Do confronto, então, entre os dados coletados e os comentários dos ortógrafos, percebemos que:

• em relação aos acentos e demais diacríticos: em certos casos, assinalam a qualidade da vogal sobre a qual recaem, mas, na maioria das palavras, além de indicar a tonicidade, desempenham função morfológica (principalmente ao sinalizar os diferentes tempos verbais);

• em relação às vogais, há dois tipos de flutuações: as que não têm valor fonético e as que têm.

No primeiro caso, enquadram-se, por exemplo, as palavras escritas com <y>/<i> para representação do som vocálico [i], em núcleo silábico ou <v>/<u> para representação de [u]. Os usos de <y> e <v> remetem a uma escrita mais antiga e, entre os dois sermões, ficou claro que estes usos foram mais recorrentes no SS.

No segundo caso, estão as palavras que, por exemplo, ora registram ditongo em <eu>, ora em <eo> ou trocam <e> por <i> ou as palavras grafadas ora com <am>, ora com <aõ>/<ão>.

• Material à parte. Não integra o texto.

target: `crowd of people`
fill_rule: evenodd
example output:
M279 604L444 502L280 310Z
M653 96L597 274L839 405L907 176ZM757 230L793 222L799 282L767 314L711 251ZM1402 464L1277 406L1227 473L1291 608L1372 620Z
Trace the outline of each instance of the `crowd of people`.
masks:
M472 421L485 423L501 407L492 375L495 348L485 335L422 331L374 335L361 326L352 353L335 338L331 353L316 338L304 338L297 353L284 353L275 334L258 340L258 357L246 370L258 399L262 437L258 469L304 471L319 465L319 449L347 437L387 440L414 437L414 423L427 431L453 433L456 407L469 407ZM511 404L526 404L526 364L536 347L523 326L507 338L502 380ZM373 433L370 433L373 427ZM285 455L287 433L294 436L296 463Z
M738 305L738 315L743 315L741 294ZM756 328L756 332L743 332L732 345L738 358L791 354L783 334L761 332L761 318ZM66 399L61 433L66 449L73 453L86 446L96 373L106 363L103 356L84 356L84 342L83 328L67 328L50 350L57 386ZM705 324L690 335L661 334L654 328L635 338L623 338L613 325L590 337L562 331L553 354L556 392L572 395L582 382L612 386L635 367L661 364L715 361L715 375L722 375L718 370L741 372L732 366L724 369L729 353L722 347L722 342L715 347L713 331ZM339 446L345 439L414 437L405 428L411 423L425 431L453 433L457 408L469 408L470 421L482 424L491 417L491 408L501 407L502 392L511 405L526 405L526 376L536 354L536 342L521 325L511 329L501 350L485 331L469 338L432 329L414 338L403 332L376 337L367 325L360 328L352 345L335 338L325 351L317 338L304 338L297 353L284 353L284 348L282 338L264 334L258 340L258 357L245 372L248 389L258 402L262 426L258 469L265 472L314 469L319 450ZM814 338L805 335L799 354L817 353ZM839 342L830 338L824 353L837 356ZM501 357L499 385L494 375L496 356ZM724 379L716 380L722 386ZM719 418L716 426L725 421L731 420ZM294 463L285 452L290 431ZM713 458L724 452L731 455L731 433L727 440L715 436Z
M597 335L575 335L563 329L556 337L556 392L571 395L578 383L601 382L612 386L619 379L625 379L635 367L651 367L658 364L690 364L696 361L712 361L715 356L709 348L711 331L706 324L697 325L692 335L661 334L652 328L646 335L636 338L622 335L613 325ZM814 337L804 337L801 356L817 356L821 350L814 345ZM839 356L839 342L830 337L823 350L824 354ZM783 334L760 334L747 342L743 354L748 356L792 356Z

• em relação às consoantes: de certa forma, elas foram as que tiveram menos casos de flutuações de pronúncia. A grande maioria dos casos registrados remete apenas a formas gráficas distintas para a representação de um mesmo som, por exemplo, <ç> representando a fricativa [s] em início de sílaba ou <s> concorrendo com <z> para a representação de [z].

Notamos, também, tendências observáveis somente a partir do SRSI, como o uso de <J> para a representação de [ʒ] em início de palavra (embora ainda concorrendo com <I>) ou o uso de <v> para a representação de [v].

Observamos, ainda, o uso de consoantes duplicadas ou de grupos consonantais insonoros. Não alterando nem o significado nem a pronúncia das palavras em que ocorrem, têm, até mesmo entre os ortógrafos, seu uso questionado.

Por meio destas particularidades, procuramos mostrar como se comporta o sistema ortográfico de Vieira e, ancorados, principalmente, na Fonética e na Fonologia, procuramos argumentar em favor da variação linguística. Ao comentar cada ocorrência com os preceitos e opiniões dos ortógrafos, buscamos ressaltar que, de fato, as flutuações eram comuns, já que não havia consenso entre as pessoas, inclusive entre os doutos da época, sobre a melhor forma de se representar a escrita portuguesa. Desta forma, as flutuações, nos sermões, são justificáveis e podem refletir, sim, o que ocorria também na língua falada.

Contudo, dentro de uma obra ou texto (no nosso caso, dos sermões) os usos ortográficos são coerentes e desempenham, todos, uma função específica, conforme o contexto de palavra onde ocorrem. Embora sejam registradas as flutuações ortográficas, elas não prejudicam a compreensão do todo textual e apontam para as prováveis dúvidas de seu autor. Assim, o texto, em si, é um sistema harmônico e calcado na inteligibilidade (caso contrário, seria improdutivo, já que exigiria de seus leitores grande esforço para sua leitura e compreensão).

Estabelecidas as preferências ortográficas nestes dois sermões do século XVII, esperamos contribuir, também, com o estudo e construção da História da Língua Portuguesa, na medida em que os dados apurados nesta pesquisa revelam-se opções ortográficas viáveis e

produtivas na época de produção dos textos. O estudo de obras e textos específicos favorece a caracterização mais precisa de tendências gráficas e ortográficas e, por extensão, fonéticas e fonológicas de uma determinada época.